PICO DA VIGIA 2
Pessoas, costumes, estórias e tradições da Fajã Grande das Flores e outros temas.
PARTE VII - VI ATO CENA 12
Uma sala semiescura de casa rural (agricultor pobre) açoriana dos anos 50. Num canto uma cómoda (mesa) com fotos e santos em cima. Várias cadeiras ao redor da mesa e uma cama onde o Gomes está moribundo. Já não fala nem ouve. Apenas, de vez em quando, lança estertores. À volta, a esposa, as filhas, alguns parentes e vizinhos. Os presentes rodeiam a cama, rezam e choram, enquanto o Gomes agoniza. A esposa, Isabelinha, à cabeceira da cama.
LISANDRA - Glória ao Pai ao Filho e ao Espírito Santo.
TODOS - Assim como era no princípio agora e sempre e por todos os séculos dos séculos.
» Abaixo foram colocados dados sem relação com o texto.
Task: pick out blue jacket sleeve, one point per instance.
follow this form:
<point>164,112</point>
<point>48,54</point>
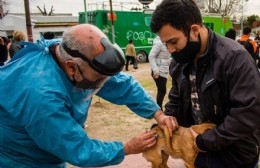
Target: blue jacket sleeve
<point>122,89</point>
<point>54,130</point>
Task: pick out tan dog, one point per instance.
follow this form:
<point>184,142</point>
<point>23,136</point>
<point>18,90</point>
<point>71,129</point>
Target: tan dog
<point>180,145</point>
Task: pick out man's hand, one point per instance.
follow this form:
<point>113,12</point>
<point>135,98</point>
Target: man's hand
<point>156,76</point>
<point>194,134</point>
<point>141,143</point>
<point>168,121</point>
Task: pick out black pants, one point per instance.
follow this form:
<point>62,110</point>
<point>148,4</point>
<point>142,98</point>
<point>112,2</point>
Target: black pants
<point>133,60</point>
<point>215,160</point>
<point>161,89</point>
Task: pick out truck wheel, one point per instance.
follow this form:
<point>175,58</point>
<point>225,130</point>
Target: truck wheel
<point>141,57</point>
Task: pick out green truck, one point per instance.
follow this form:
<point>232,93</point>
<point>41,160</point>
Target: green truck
<point>135,25</point>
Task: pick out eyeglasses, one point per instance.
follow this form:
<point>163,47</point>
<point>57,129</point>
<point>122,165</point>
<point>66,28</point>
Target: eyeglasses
<point>108,63</point>
<point>170,42</point>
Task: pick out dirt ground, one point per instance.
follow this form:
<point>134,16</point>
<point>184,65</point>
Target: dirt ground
<point>110,122</point>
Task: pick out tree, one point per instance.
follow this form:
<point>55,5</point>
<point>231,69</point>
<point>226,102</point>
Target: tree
<point>3,12</point>
<point>251,19</point>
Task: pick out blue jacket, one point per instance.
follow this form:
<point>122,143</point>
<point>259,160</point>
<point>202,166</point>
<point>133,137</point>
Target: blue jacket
<point>42,113</point>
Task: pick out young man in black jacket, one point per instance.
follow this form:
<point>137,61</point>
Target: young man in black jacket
<point>214,80</point>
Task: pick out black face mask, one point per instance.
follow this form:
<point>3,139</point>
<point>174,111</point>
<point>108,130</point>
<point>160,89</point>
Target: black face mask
<point>87,84</point>
<point>188,53</point>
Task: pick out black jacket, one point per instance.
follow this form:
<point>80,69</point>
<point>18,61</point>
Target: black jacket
<point>228,86</point>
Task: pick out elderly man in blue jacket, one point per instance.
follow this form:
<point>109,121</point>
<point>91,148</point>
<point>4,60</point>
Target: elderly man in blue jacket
<point>46,91</point>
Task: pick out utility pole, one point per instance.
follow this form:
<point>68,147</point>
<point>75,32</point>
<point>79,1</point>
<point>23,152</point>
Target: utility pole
<point>28,20</point>
<point>112,22</point>
<point>86,14</point>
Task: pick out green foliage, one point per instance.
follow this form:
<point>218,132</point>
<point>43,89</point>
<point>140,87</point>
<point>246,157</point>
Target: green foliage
<point>251,19</point>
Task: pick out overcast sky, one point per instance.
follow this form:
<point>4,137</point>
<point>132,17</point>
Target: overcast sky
<point>75,6</point>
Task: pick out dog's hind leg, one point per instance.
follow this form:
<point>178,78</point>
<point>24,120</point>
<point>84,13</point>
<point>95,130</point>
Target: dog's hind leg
<point>164,160</point>
<point>153,156</point>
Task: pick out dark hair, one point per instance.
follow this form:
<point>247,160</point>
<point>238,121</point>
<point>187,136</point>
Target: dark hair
<point>5,39</point>
<point>247,30</point>
<point>48,35</point>
<point>180,14</point>
<point>231,33</point>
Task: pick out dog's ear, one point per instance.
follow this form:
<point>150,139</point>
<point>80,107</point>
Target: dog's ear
<point>154,125</point>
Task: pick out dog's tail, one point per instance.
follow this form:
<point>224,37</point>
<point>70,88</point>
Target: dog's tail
<point>168,139</point>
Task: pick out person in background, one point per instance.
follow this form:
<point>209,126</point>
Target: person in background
<point>214,80</point>
<point>3,50</point>
<point>48,35</point>
<point>18,37</point>
<point>130,55</point>
<point>42,122</point>
<point>231,33</point>
<point>249,44</point>
<point>159,59</point>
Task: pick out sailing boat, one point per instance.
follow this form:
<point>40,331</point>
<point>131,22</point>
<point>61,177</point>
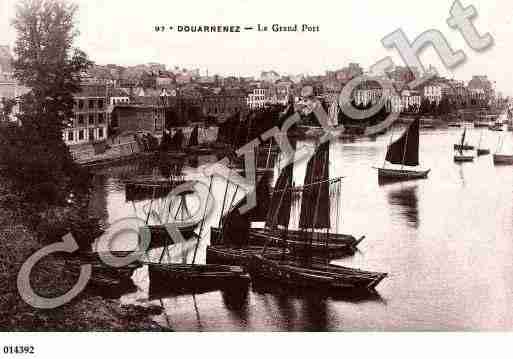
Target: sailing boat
<point>502,159</point>
<point>195,277</point>
<point>230,242</point>
<point>404,152</point>
<point>459,156</point>
<point>482,151</point>
<point>315,242</point>
<point>309,271</point>
<point>462,146</point>
<point>510,120</point>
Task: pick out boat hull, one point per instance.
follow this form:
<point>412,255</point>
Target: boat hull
<point>158,236</point>
<point>184,278</point>
<point>220,254</point>
<point>503,159</point>
<point>299,243</point>
<point>463,158</point>
<point>463,148</point>
<point>313,276</point>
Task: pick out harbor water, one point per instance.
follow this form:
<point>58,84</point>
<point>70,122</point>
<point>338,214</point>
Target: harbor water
<point>446,243</point>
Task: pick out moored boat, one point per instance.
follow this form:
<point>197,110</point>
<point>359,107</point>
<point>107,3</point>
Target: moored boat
<point>196,277</point>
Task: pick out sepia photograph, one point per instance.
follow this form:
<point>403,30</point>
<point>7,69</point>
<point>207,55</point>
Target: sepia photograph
<point>237,166</point>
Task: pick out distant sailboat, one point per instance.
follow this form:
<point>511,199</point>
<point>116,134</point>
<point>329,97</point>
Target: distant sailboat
<point>404,152</point>
<point>460,156</point>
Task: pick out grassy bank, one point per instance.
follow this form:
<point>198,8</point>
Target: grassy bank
<point>51,278</point>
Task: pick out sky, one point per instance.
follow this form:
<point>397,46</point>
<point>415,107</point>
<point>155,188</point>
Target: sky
<point>122,32</point>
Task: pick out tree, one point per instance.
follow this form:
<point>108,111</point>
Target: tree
<point>7,106</point>
<point>47,63</point>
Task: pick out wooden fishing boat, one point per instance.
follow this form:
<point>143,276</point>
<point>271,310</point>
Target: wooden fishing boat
<point>196,277</point>
<point>159,182</point>
<point>404,152</point>
<point>499,159</point>
<point>461,156</point>
<point>230,255</point>
<point>314,276</point>
<point>496,127</point>
<point>462,146</point>
<point>159,236</point>
<point>230,243</point>
<point>482,151</point>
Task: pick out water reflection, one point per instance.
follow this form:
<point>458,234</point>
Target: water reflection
<point>404,201</point>
<point>446,246</point>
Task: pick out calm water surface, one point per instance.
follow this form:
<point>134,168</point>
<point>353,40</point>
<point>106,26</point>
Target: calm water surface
<point>446,243</point>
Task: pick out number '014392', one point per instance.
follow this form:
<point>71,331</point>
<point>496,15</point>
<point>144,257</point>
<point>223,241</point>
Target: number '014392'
<point>18,349</point>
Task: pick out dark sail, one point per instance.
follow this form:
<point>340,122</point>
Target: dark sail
<point>315,200</point>
<point>405,151</point>
<point>281,202</point>
<point>193,140</point>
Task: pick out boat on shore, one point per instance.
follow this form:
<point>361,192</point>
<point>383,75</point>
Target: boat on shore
<point>482,151</point>
<point>314,275</point>
<point>496,127</point>
<point>187,278</point>
<point>404,152</point>
<point>501,158</point>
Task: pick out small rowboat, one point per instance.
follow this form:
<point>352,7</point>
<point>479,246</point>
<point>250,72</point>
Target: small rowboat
<point>398,174</point>
<point>314,275</point>
<point>185,278</point>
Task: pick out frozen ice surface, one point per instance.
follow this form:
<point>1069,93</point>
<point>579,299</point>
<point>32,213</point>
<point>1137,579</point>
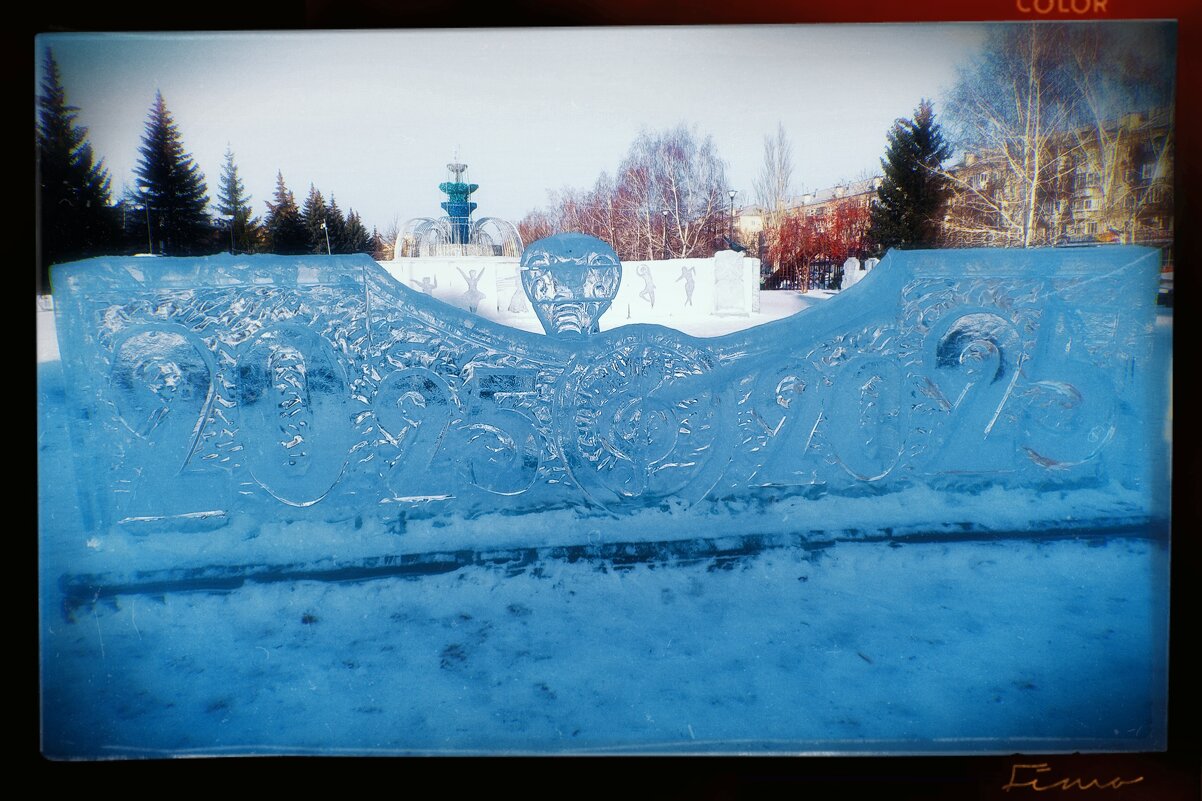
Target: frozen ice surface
<point>242,414</point>
<point>320,387</point>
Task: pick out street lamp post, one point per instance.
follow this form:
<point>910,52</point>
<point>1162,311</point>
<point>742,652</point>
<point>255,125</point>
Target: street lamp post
<point>228,218</point>
<point>146,205</point>
<point>731,237</point>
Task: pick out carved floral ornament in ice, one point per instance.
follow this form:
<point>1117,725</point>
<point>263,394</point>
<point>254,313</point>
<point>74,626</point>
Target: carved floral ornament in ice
<point>309,385</point>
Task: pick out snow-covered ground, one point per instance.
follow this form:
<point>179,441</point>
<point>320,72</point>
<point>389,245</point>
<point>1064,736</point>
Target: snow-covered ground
<point>989,646</point>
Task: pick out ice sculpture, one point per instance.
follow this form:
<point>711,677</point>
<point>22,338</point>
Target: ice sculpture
<point>571,279</point>
<point>316,385</point>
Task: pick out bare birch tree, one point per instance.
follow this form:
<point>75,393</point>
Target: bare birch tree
<point>1060,124</point>
<point>774,184</point>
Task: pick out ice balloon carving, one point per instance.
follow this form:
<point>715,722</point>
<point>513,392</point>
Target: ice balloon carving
<point>295,386</point>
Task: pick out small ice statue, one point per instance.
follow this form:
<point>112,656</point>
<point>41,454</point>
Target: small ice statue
<point>570,279</point>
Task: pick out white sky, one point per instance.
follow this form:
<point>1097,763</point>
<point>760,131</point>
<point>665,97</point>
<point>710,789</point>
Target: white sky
<point>373,117</point>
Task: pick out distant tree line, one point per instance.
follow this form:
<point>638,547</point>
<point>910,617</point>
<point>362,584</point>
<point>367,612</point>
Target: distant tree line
<point>167,212</point>
<point>668,199</point>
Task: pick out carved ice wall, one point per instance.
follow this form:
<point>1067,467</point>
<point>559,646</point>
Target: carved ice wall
<point>320,386</point>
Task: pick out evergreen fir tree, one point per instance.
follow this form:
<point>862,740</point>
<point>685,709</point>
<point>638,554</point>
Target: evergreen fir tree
<point>233,201</point>
<point>912,195</point>
<point>72,188</point>
<point>355,237</point>
<point>173,188</point>
<point>313,214</point>
<point>376,247</point>
<point>285,232</point>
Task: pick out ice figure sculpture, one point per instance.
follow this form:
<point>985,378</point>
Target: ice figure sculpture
<point>571,279</point>
<point>296,386</point>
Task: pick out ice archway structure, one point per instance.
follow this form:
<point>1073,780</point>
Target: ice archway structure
<point>947,390</point>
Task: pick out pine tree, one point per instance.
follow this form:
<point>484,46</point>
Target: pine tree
<point>284,229</point>
<point>233,201</point>
<point>355,237</point>
<point>912,194</point>
<point>313,217</point>
<point>376,247</point>
<point>173,187</point>
<point>72,188</point>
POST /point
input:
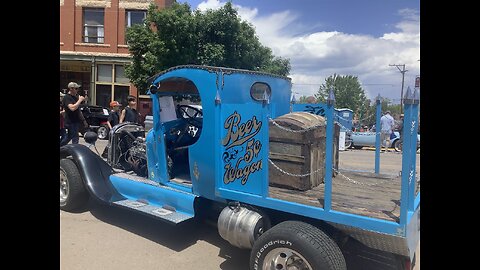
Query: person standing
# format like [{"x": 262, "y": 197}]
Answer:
[
  {"x": 130, "y": 114},
  {"x": 114, "y": 117},
  {"x": 387, "y": 123},
  {"x": 73, "y": 117}
]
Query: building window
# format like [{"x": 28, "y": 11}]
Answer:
[
  {"x": 111, "y": 84},
  {"x": 93, "y": 26},
  {"x": 134, "y": 17}
]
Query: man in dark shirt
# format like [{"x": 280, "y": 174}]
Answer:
[
  {"x": 130, "y": 114},
  {"x": 73, "y": 119},
  {"x": 114, "y": 117}
]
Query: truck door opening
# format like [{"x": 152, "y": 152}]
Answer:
[{"x": 181, "y": 116}]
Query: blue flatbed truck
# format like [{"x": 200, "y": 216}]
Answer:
[{"x": 213, "y": 164}]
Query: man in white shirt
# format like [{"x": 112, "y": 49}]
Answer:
[{"x": 387, "y": 123}]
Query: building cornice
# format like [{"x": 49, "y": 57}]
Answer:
[
  {"x": 135, "y": 4},
  {"x": 73, "y": 55},
  {"x": 93, "y": 3}
]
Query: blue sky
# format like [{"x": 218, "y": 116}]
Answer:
[{"x": 347, "y": 37}]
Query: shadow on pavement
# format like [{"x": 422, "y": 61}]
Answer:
[{"x": 175, "y": 237}]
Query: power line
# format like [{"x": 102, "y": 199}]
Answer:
[{"x": 403, "y": 80}]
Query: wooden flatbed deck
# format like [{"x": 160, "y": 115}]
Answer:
[{"x": 376, "y": 196}]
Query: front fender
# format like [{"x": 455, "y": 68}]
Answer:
[{"x": 95, "y": 172}]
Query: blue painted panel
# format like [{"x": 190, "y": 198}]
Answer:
[
  {"x": 363, "y": 222},
  {"x": 413, "y": 232},
  {"x": 157, "y": 196},
  {"x": 243, "y": 148}
]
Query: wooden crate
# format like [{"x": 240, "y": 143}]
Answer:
[{"x": 299, "y": 153}]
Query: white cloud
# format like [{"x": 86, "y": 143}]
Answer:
[
  {"x": 316, "y": 55},
  {"x": 210, "y": 4}
]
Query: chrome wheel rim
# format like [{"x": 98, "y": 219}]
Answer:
[
  {"x": 102, "y": 133},
  {"x": 63, "y": 187},
  {"x": 285, "y": 259}
]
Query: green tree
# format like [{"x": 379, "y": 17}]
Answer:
[
  {"x": 348, "y": 92},
  {"x": 177, "y": 36}
]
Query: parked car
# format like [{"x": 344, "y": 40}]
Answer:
[
  {"x": 96, "y": 117},
  {"x": 367, "y": 139}
]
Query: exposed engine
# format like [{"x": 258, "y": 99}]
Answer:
[{"x": 127, "y": 148}]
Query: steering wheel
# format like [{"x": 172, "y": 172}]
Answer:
[{"x": 192, "y": 119}]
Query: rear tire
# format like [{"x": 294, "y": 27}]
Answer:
[
  {"x": 297, "y": 245},
  {"x": 72, "y": 192}
]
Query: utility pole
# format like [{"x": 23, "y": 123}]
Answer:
[{"x": 403, "y": 79}]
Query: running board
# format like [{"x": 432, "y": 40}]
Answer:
[
  {"x": 158, "y": 212},
  {"x": 151, "y": 198}
]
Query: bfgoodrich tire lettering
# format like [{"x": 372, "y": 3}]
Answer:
[
  {"x": 303, "y": 243},
  {"x": 72, "y": 192}
]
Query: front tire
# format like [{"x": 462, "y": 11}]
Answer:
[
  {"x": 72, "y": 192},
  {"x": 103, "y": 132},
  {"x": 348, "y": 144},
  {"x": 296, "y": 245}
]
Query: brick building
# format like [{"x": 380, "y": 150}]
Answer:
[{"x": 93, "y": 51}]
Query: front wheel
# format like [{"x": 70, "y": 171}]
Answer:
[
  {"x": 348, "y": 144},
  {"x": 102, "y": 132},
  {"x": 72, "y": 192},
  {"x": 296, "y": 245}
]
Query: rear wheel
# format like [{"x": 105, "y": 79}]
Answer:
[
  {"x": 296, "y": 245},
  {"x": 72, "y": 192}
]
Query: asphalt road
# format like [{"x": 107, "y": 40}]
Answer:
[{"x": 102, "y": 237}]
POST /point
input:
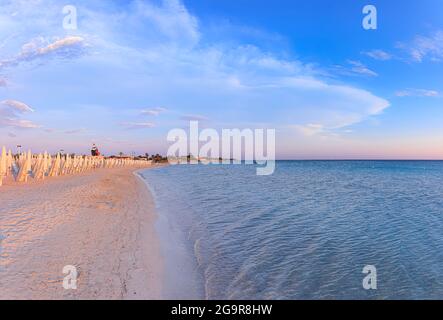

Ámen
LISANDRA - Ó meu Jesus perdoai-os e livrai-nos do fogo do inferno.
TODOS - E levai para o céu as almas mais abandonadas.
LISANDRA - Amado Jesus, José e Maria.
TODOS - O meu coração vos dou e a alma minha.
J.GOMES – (Geme).
LISANDRA - Amado Jesus, José e Maria.
TODOS - Assisti-me na última agonia.
LISANDRA - Amado Jesus, José e Maria.
TODOS - Expire em paz a alma minha.
LISANDRA – Ó Virgem Santíssima, não permitais tal:
Que eu não viva nem morra em pecado mortal.
TODOS - Em pecado mortal não hei-de morrer,
Porque a Virgem Maria me há-de valer.
LISANDRA - Imaculado Coração de Jesus.
J.GOMES – (Geme).
TODOS - Sede a nossa salvação.
LISANDRA - Imaculado Coração de Maria.
TODOS - Sede a nossa companhia.
LISANDRA – Dai-lhe Senhor o eterno descanso.
TODOS - Entre os esplendores da luz perpétua.
J.GOMES – (Geme).
LISANDRA - Que a sua alma descanse em paz.
TODOS - Amem. Em nome do Pai, do Filho e do espírito Santo. Ámen. – (Benzem-se todos.)
RICARDINA- Ai! E os nossos que nunca mais chegam!
CIZALTINA – E é quase de madrugada, são quase três horas!
TADEU - (Dormitando) – Hum! Já é de madrugada? Já é p’ra me levantar e ir à erva p’rá Ribeira da Grota?
CIZALTINA - Não tio! Deixe-se estar, durma mais… Ainda é muito cedo.
ISABELINHA (Para o moribundo) - Ai meu amor! Meu querido marido! Fala comigo! Ao menos diz-me se me ouves… Ouves-me?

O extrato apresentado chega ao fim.